Joanne Dunhill had settled her case for £12,500 after she suffered a severe head injury in a collision in Sheffield with a motorcycle in 1999. The claim was settled in January 2003 without the insurer for the motorcyclist, NIG, admitting liability.

But after Dunhill approached a new claimant firm, Manchester practice Potter Rees, she was able to argue in the High Court she did not have mental capacity at the time of the settlement. Her lawyers argue she is due significantly greater levels of compensation.

The motorcyclist, named as Mr Burgin, appealed to the Supreme Court, but in a judgment issued last week the court dismissed the appeal as Dunhill, now 53, ‘lacked the capacity to commence and conduct proceedings arising out of her claim’.

Accordingly, the Supreme Court said, a litigation friend should have been appointed to protect her position and ensure proper instructions were given for a full investigation and, importantly, to give the court an opportunity to approve any settlement reached.
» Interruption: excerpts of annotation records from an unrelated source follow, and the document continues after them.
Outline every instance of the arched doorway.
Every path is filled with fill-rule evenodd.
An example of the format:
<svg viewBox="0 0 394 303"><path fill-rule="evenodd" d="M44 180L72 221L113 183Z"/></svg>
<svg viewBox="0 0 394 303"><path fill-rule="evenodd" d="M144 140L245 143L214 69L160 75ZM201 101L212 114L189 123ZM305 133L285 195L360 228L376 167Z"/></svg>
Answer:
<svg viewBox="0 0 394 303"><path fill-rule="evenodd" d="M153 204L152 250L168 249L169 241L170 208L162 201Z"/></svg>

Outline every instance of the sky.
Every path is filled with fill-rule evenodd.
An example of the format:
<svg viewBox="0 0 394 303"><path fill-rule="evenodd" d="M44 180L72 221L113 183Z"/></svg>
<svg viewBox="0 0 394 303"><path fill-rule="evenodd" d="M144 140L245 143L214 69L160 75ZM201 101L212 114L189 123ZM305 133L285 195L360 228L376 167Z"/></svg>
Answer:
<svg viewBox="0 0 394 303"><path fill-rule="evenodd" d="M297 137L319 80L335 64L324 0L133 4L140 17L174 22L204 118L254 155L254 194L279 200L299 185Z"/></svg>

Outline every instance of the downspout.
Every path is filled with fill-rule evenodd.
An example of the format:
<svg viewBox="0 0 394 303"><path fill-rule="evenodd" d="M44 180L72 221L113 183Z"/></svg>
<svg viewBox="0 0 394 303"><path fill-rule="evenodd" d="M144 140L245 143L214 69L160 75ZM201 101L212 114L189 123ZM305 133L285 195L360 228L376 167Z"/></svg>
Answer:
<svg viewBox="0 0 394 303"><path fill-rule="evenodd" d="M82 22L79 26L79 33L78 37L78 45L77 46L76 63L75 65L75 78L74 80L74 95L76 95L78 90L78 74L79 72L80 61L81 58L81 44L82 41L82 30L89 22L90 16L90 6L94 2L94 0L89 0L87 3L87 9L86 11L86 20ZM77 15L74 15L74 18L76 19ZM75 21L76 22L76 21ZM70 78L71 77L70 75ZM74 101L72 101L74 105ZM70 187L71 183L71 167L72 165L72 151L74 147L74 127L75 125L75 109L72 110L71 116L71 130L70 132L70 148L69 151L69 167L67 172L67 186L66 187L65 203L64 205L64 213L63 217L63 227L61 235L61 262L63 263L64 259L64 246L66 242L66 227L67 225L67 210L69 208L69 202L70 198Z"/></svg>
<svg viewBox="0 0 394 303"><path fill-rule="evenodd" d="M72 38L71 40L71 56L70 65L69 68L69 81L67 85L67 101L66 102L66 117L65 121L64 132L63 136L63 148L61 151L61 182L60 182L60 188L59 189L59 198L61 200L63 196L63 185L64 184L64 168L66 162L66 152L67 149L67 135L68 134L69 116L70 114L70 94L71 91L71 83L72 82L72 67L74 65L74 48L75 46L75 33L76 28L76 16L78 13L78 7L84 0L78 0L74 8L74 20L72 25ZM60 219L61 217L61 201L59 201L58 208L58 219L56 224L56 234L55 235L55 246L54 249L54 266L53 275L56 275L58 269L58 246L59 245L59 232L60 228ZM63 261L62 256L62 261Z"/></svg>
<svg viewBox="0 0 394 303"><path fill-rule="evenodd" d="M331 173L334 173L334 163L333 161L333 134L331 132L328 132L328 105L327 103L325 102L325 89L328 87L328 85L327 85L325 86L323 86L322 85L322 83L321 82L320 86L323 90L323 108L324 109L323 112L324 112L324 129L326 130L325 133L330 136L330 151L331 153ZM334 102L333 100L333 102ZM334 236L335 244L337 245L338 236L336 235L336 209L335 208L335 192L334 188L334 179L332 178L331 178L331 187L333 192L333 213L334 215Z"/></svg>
In this case no settlement should have been approved by the court, the Supreme Court concluded.

In her summary, Lady Hale (pictured) said although there was a need for finality in litigation and it was difficult to re-open cases, the underlying policy was that children and protected parties ‘require and deserve protection, not only from themselves but also from their legal advisers’.

Accordingly, she ruled that the consent order be set aside and the case go for trial.

Burgin’s insurers had claimed that since neither they nor their solicitors were aware of the nature and severity of Dunhill’s mental condition, it would not be fair to set the earlier agreement aside. The decision is now expected to have significant implications for accident claims brought on behalf of those with brain injuries.

Alison Hartley, of Potter Rees, said the Supreme Court ruling will bring comfort to others who find themselves in a similarly disadvantaged position.

‘Vulnerable individuals who lack the mental capacity to conduct claims require and deserve protection not only from their own lack of insight but also from the significantly life limiting consequences of poor legal advice. 

‘This judgment demonstrates the law exists to protect both represented and unrepresented claimants. 

‘In cases of inadequate legal advice, it avoids the clear disadvantages of pursuing separate proceedings against those responsible for giving that poor advice and, in all cases, it ensures that those who caused the damage in the first place are the ones who are made to pay.’